= Al Mannai =

Arab tribe

The Al Mannai (المناعي) tribe (plural: Al Mananea, AlMannaei (المنانعة)) is an Arab tribe, based primarily in the Arab states of the Persian Gulf tribe. In Bahrain, the traditional home of the tribe has been Galali village. Al Mannai family in Bahrain are known to be involved in natural pearl trade. The history of the Al-Mannai Family in the field of trading goes back to 1824 when Mr. Salem Bin Darwish Al Mannai, the head of the dam family established the pearl trading business in Bahrain.

Al Mannai tribes are located in the whole Persian Gulf area, especially in Qatar and Bahrain. This is demonstrated by the establishment of one of the largest corporations in Qatar, the Mannai Corporation, is involved in several industries. Its subsidiary entities are extended worldwide and has bases in international locations.

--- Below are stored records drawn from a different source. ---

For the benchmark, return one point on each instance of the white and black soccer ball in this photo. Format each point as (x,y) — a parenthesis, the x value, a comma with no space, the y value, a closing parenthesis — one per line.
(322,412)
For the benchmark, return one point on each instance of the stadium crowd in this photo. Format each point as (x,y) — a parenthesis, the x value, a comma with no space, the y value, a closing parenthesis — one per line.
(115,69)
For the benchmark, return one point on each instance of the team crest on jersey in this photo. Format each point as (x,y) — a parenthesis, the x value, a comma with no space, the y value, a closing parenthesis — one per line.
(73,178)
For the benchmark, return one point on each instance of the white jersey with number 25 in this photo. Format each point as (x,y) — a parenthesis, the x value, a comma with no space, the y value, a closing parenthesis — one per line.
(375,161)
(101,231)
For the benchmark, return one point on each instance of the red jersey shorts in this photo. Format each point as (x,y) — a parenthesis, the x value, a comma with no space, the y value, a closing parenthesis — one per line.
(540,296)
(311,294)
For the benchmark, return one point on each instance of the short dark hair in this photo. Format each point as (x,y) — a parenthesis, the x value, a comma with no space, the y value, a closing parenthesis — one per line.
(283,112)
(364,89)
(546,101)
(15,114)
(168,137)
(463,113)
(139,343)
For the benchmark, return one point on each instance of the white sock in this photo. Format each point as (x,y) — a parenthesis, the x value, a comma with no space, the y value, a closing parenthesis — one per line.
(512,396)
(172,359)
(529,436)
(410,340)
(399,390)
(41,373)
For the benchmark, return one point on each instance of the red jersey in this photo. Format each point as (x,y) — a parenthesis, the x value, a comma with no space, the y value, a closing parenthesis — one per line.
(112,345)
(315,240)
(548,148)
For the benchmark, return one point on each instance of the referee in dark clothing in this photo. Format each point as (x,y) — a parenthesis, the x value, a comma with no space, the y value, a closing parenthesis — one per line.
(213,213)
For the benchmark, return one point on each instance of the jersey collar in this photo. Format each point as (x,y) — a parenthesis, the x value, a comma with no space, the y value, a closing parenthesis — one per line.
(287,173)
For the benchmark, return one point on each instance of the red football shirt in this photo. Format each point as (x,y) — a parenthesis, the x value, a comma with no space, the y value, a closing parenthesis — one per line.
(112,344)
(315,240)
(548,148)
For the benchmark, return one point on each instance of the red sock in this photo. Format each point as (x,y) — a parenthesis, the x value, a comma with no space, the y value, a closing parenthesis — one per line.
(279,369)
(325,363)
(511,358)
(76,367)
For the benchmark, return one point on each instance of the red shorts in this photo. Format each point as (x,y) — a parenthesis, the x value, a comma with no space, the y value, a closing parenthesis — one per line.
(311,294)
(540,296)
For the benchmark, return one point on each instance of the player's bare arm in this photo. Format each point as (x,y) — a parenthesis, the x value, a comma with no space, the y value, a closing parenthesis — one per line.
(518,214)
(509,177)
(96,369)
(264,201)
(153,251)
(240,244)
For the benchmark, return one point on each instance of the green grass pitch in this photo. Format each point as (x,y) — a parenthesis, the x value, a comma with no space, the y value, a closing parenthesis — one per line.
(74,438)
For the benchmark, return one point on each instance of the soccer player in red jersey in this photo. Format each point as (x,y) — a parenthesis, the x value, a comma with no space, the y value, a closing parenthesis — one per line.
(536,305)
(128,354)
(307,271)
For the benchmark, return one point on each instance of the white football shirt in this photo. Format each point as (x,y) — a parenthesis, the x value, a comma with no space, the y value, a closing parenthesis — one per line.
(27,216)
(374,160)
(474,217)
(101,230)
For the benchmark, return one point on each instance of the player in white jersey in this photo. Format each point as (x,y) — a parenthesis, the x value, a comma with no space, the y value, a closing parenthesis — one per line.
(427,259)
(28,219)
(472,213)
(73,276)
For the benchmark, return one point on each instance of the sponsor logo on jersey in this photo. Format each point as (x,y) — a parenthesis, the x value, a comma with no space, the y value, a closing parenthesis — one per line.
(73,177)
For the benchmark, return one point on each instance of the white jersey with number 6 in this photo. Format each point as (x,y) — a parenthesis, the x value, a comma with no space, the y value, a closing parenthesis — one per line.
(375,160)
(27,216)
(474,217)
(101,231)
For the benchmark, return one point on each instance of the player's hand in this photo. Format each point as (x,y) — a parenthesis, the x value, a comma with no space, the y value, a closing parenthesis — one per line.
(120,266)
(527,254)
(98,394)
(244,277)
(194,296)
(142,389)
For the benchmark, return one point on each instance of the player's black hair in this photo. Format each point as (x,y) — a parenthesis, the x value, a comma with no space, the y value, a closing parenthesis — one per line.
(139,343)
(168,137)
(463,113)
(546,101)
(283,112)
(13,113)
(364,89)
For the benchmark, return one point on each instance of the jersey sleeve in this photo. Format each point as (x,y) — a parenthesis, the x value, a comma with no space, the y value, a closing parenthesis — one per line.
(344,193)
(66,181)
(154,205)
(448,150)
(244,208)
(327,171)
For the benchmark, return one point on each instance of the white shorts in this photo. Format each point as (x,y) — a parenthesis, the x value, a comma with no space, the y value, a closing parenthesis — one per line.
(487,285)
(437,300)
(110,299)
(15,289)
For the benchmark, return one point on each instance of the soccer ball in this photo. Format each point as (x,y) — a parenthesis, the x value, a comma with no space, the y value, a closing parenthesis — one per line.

Al Mannai today has many known tribes, such as:
- Al-Binhindi
- Al-Badeed
- Al-Binejmy
- Al-Hashel
- Al-Salam
- Al-Bughadeer
- Al-Ibrahim
- Al-Najam
- Al-Salah
- Al-Hamad
- Al-Khamis
- Al-Najim
- Al-Rumul

The Mannai family brought out other family names such as Attiyah (عطية).

The mother of Hamad bin Khalifa Al Thani, the former Emir of Qatar, is from the Attiyah family.

In Qatar, the Al Mannai were historically based in the village of Abu Dhalouf. J. G. Lorimer, a British historian, stated that in 1908 the village was inhabited by 70 families of the Al Mannai tribe. It was remarked by the British Political Resident 1939 that Emir Abdullah bin Jassim Al Thani's first wife was from the tribe, and that the section in Qatar had 70 to 80 fighting men and was led by Nasser bin Abdullah Al Attiyah.